The growing demand for real-time analytics has pushed ETL solutions to incorporate streaming data processing capabilities. Whether adjusting bids in programmatic advertising, monitoring cross-channel engagement, or dynamically reallocating budget based on campaign performance, real-time ETL ensures that marketing teams operate with the freshest data possible.
3. Greater integration with no-code and low-code tools
ETL platforms are becoming more accessible with no-code and low-code interfaces, allowing marketers and analysts to build automated workflows without deep technical expertise.
This democratization of data integration means marketing teams can self-serve data transformations, audience enrichment, and custom reporting—reducing dependency on engineering teams while accelerating campaign insights.
FAQ
What are ETL tools?
ETL (Extract, Transform, Load) tools are software solutions that handle the entire data pipeline process: extracting raw data from diverse sources (databases, APIs, files), transforming it through cleaning, aggregation, and validation operations, and loading it into target systems like data warehouses or a BI solution.

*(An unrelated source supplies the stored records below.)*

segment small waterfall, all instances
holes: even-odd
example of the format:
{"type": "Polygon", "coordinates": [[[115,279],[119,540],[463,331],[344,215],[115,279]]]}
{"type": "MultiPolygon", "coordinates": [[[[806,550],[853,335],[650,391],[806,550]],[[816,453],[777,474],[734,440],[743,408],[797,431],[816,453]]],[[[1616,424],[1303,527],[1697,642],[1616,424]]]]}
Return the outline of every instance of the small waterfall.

Modern ETL tools often include features for data quality monitoring, error handling, and real-time processing.
Is SQL an ETL tool?
No, SQL is a query language used within ETL processes, but isn't an ETL tool itself. SQL is used for querying, transforming, and managing data. Many ETL tools use SQL for data manipulation during the transformation phase. However, SQL alone lacks automation, scheduling, and integration capabilities found in full-scale ETL platforms.
Is Excel an ETL tool?
No, while Excel can perform basic extractions via Power Query, data transformations through formulas, and loading via Power BI connections, it lacks the scalability, automation, and robust error handling required for enterprise ETL workflows.
Is Python an ETL tool?
No, Python is a programming language that can be used to build ETL processes, but isn't an ETL tool itself.
Is SAP an ETL tool?
Data Services is a full-featured ETL tool within SAP's ecosystem, offering robust data integration capabilities, real-time processing, data quality management, and text analysis. However, SAP itself is an enterprise software company offering various business solutions.
Is Oracle an ETL tool?
Oracle itself is a database management system rather than an ETL tool. However, Oracle offers dedicated ETL tools such as Oracle Data Integrator (ODI), which provides comprehensive data integration, transformation, and loading capabilities with support for real-time and batch processing.
Is Snowflake an ETL tool?
Snowflake is a cloud data warehouse platform that includes data transformation capabilities through its Snowpark, SQL interfaces, or third-party platforms like Improvado on top of Snowflake AI Data Cloud. While it can perform powerful transformations, it's primarily a storage and compute platform that often integrates with dedicated ETL tools.
Is Databricks an ETL tool?
Databricks is not an ETL tool but a data engineering platform built on Apache Spark. It can be used to develop ETL pipelines with notebooks and workflows, but it's more accurately described as a unified analytics platform. Databricks offers advanced data engineering features but typically complements rather than replaces traditional ETL tools.
What is the most popular ETL tool?
The most popular ETL tools include platforms like Improvado, which stands out for its ability to aggregate marketing and sales data from over 500 sources into a unified dashboard without needing technical expertise. Other widely used ETL tools include Fivetran for automated data replication, Talend for open-source data integration, and Stitch for lightweight, developer-friendly ETL pipelines. The choice of tool depends on the data ecosystem, use case, and technical requirements.